Kevin Conroy: Exacting Standards
“It means a great deal. It’s a tremendous honor to be selected by this group of people. I would also say it’s a tremendous honor to be part of such an incredible group of business leaders.”
Kevin Conroy doesn’t refer to himself as a turnaround artist, but the label seems fitting. Conroy, the former chief executive of Third Wave Technologies and current president and CEO of Exact Sciences Corp., is in the process of transforming his second local health technology firm.
With Third Wave, he employed greater focus — simplifying corporate priorities and narrowing the product development pipeline — to salvage a molecular diagnostics company that was developing tests for the human papilloma virus. Third Wave was eventually sold for the handsome sum of $580 million to Hologic, a Boston-based medical imaging company.
With Exact Sciences, Conroy has led an effort to redesign a technology for non-invasive, stool-based tests that screen for colorectal cancer and increase patients’ willingness to be tested. Management was encouraged by the results of a recent colorectal cancer screening study, which showed the product, Cologuard, had 92% sensitivity for the detection of colorectal cancer and was 66% sensitive for polyps of two centimeters or greater in size, which are the most likely to progress to cancer.
After initially dropping, the company’s stock price (at the time of this writing) was up 15% compared to where it was the day before the study’s data were released, and the company expects to launch the product upon FDA approval.
In both cases, Conroy said that by focusing on something “big and important,” the companies were able to achieve things that many people didn’t think they could. Each year, Exact Sciences sets three clear priorities, along with the strategies and tactics to achieve them, and constantly reinforces them via company communications. Conroy believes it’s the primary job of the CEO to build and maintain the culture and structure necessary to reach goals.
“You have to have clearly defined roles within the organization, and the role of the teams that those individuals work on also has to be clearly defined,” he stated. “The world is very collaborative today, and the collaborative model is more important than at any time in history. It’s critical that our teams have people from different parts of the company, cross-functional teams, that work together.”
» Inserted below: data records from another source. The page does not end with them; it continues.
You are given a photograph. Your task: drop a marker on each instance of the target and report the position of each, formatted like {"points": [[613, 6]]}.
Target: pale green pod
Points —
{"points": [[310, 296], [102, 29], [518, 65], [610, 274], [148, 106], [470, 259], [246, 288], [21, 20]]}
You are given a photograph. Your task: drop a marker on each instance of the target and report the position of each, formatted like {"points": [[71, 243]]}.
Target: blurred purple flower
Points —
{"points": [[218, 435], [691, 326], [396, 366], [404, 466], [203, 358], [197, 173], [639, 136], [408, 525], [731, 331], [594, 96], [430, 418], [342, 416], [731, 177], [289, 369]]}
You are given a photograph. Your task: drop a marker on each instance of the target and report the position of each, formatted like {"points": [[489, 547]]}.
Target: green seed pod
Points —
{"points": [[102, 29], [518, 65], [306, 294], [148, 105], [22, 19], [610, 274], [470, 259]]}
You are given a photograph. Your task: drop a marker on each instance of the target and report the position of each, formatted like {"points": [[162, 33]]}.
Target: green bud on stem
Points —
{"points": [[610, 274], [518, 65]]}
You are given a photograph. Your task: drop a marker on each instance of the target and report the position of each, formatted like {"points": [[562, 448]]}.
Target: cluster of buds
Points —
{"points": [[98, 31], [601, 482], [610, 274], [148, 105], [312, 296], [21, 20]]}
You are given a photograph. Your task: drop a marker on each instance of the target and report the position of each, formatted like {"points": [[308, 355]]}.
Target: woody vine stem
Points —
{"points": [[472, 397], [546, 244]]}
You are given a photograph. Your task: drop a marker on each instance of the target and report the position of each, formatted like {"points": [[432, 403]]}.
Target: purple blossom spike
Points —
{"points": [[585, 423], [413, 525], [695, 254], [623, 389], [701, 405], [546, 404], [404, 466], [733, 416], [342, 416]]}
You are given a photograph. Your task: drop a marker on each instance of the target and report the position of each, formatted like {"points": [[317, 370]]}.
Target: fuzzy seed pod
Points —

Beyond company walls, Conroy has been active in efforts to improve the availability of venture capital in Wisconsin. At this writing, a proposed $25 million fund-of-funds program to boost venture capital deployment had passed the State Assembly and moved on to the Senate. Gov. Scott Walker has pledged his support, so the state could have another tool to boost new business formation, which has been slower in Wisconsin than in other states.
Under the bill, money would be targeted to agriculture, information technology, engineering, advanced manufacturing, and medical devices, but the Assembly bill would not allow state money to be invested in biotechnology companies. Conroy realizes the $25 million is well below what other states have committed, but he also knows Wisconsin has to start somewhere.
“This effort would be a small step at spurring the growth of high-paying technology jobs in the state of Wisconsin, and that’s really important,” he said. “Wisconsin is near the top of the country in terms of new idea formation and fundamental research, and we’re near the bottom in terms of new company formation. The biggest cause of that gap is the lack of private capital that gets invested into those ideas.”